PROFE: Cualquiera de los personajes entrevistados, mediante las preguntas complejas ya citadas, podría haberle argumentado al entrevistador:
1. ¿ Quién le dijo a usted que yo tenía malos hábitos?
2. ¿ Por qué dice que yo no soy partidario de la extradición?
3. ¿ Quién le dijo que yo me oponía al desarme?
4. ¿ En qué momento dije que había intervención extranjera?
5. ¿Cuándo afirmé que el país estaba en bancarrota?
FISGÓN: A propósito de las entrevistas, es conveniente recordarles a nuestros lectores que en la edición XXI de 1992, el DRAE aprobó el empleo de los términos interviú ( entrevista ) e interviuvar ( entrevistar ). Por extensión, aunque no lo registra, el interviuvador sería el entrevistador. Y otro detalle importante, el sustantivo ' interviú ' es ambiguo, esto es, se puede decir el o la interviú. Pero se usa más como femenino: “ la interviú “
PROFE: La mayoría de las veces se abusa en el uso del pronombre sujeto. Este es redundante y se emplea sólo para dar énfasis, o para evitar alguna ambigüedad posible, en cualquier clase de oraciones.
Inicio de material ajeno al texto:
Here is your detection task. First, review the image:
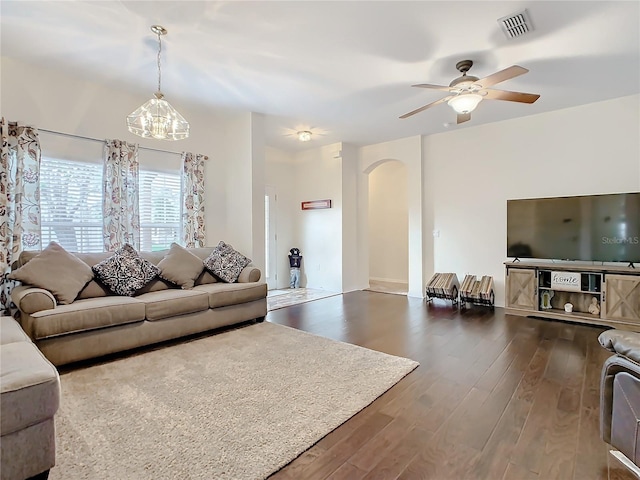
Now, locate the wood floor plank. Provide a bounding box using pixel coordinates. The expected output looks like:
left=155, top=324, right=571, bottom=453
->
left=364, top=426, right=433, bottom=480
left=327, top=463, right=367, bottom=480
left=267, top=292, right=618, bottom=480
left=348, top=418, right=412, bottom=476
left=300, top=412, right=393, bottom=480
left=502, top=463, right=541, bottom=480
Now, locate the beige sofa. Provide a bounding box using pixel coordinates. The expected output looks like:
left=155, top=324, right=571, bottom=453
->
left=0, top=317, right=60, bottom=480
left=11, top=247, right=267, bottom=366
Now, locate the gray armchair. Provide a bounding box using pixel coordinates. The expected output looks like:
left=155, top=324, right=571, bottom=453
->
left=598, top=330, right=640, bottom=478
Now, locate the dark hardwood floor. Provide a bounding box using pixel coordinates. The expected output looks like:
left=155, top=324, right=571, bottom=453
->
left=267, top=291, right=631, bottom=480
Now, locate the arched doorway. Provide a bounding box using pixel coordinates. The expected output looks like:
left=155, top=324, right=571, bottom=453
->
left=367, top=160, right=409, bottom=295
En dichos casos, el pronombre sujeto puede anteponerse o posponerse al verbo, en las interrogaciones:
¿ Yo necesitaba ese dinero ? o ¿ Necesitaba yo ese dinero ? (énfasis).
FISGÓN: Las oraciones de duda y posibilidad pueden también ser formuladas como interrogativas, para acentuar su carácter:
¿Serán ellos? ¿Te gustaría volver?
PROFE: En tales casos, el empleo del adverbio “ no ”, al principio o al fin de la oración, puede indicar que se espera o se insinúa una respuesta afirmativa:
¿No sería mejor renunciar? Estaría loco, ¿no?
FISGÓN: ¿No será mejor terminar ya? Seguiremos nuestra plática, la semana próxima. Chao, Profe.